Welcome

to the webpages of the CD-Laboratory for Taste Research at the Department of Physiological Chemistry.

 

Objectives

Excessive consumption of sugar is a major cause of the rising prevalence of overweight. This CD laboratory researches alternative sweeteners, their taste profile and their effect on metabolism.


Using a combined approach of sensory, computer-aided and molecular biological methods as well as human studies, the CD-Laboratory for Taste Research aims to establish a structure-activity relationship for substances relevant to the perception of sweetness and to investigate their effects on different cell systems beyond the perception of sweetness.

 

Background

The worldwide prevalence of overweight and obesity and their secondary diseases such as coronary heart disease and impaired lipid and/or glucose metabolism have reached epidemic dimensions over the past decades.

Also in Austria more than 40% of adults are regarded overweight or obese. The fundamental cause of weight gain is an imbalance between the calories ingested and those consumed: an inactive lifestyle combined with excessive energy intake are evidence-based factors in the development of obesity.
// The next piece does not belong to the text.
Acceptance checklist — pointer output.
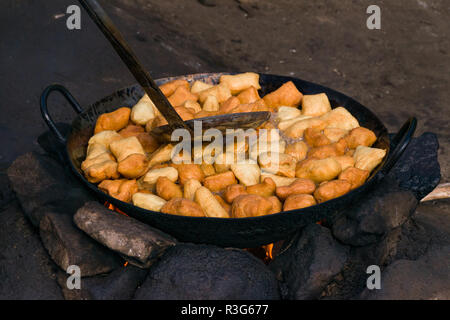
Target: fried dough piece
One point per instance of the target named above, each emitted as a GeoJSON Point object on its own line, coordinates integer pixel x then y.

Sweetened drinks containing calorie sweeteners contribute a large proportion of total calorie intake. One way to avoid the problem of increased energy intake from sweetened foods and beverages is to use so-called "light" products. These use sweeteners with no calorific value (so-called high intensity sweeteners, HIS) or those with only a very low calorific value (e.g. sugar alcohols) as an alternative to sugar. Although all these substances taste sweet, there are differences in their sensory profile. Some sweeteners have a metallic or bitter aftertaste, others have a long-lasting aftertaste. Furthermore, there are differences in the duration until the onset of sweetness perception, its duration and its decay.

Sweet taste is mediated by the sweet receptor, T1R2/T1R3, which is not only present on the tongue but also in the digestive system, on fat cells and other organs. Differences in the sensory profile could be caused by differences in receptor binding and activation of other receptors and ion channels. However, a clear structure-activity relationship and suitable models to predict sweet taste or sweet taste modulating effects with a similar profile to sugar do not yet exist. Furthermore, there is evidence that oral and extraoral sweet receptors may play a role in the development of diabetes mellitus type 2 and that in this context, non-sugar sweeteners are not inert substances but may very well interfere with lipid and glucose metabolism.